Sounds terrifying, doesn't it?
And rightly so.
But that's not the end of the story for Gomer, Israel, or us:
Therefore, behold, I will allure her,
Bring her into the wilderness
And speak kindly to her.
“Then I will give her her vineyards from there,
And the valley of Achor as a door of hope.
And she will sing there as in the days of her youth,
As in the day when she came up from the land of Egypt.
“It will come about in that day,” declares the Lord,
“That you will call Me Ishi
And will no longer call Me Baali.
“For I will remove the names of the Baals from her mouth,
So that they will be mentioned by their names no more.

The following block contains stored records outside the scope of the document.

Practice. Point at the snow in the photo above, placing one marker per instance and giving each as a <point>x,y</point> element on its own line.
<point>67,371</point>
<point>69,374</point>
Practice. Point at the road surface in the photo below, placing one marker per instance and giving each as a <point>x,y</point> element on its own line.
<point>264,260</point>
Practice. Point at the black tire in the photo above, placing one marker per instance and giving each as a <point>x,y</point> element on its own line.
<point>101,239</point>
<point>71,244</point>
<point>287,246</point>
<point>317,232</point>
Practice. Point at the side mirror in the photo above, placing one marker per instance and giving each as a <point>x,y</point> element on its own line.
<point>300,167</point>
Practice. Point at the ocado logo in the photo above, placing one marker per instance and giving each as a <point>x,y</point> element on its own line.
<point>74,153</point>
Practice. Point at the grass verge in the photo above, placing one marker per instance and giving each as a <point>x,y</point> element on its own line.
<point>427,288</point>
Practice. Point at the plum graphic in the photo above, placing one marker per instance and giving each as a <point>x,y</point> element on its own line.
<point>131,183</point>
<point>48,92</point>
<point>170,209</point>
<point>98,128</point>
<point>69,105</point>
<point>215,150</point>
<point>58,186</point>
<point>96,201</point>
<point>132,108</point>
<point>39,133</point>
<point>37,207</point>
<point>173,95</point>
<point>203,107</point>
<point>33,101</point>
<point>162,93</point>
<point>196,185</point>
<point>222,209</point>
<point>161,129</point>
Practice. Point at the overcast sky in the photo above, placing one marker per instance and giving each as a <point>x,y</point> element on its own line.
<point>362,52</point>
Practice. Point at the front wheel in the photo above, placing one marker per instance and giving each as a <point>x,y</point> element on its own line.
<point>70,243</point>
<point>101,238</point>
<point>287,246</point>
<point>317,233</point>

“In that day I will also make a covenant for them
With the beasts of the field,
The birds of the sky
And the creeping things of the ground.
And I will abolish the bow, the sword and war from the land,
And will make them lie down in safety.
“I will betroth you to Me forever;
Yes, I will betroth you to Me in righteousness and in justice,
In lovingkindness and in compassion,
And I will betroth you to Me in faithfulness.
Then you will know the Lord.
Hosea 2:14-20

If that's not one of the most beautiful pictures of mercy, grace, forgiveness, and love, I truly don't know what is.
And I really want to bring attention to this one part that's lost in English. "That you will call Me Ishi And will no longer call Me Baali.
Do you know what that means?
"Baali" means "my master". I'm no scholar of Hebrew, but that almost sounds begrudging to me.
But Ishi... "Ishi" means "my husband". It's not just a label, it's a term of affection.

God loves us, even when we run.
He pursues us, even when we push Him away.
He may let us fall, but He is there to pick us up again.
And yes, He is our Master and Lord... but He is also our Ishi.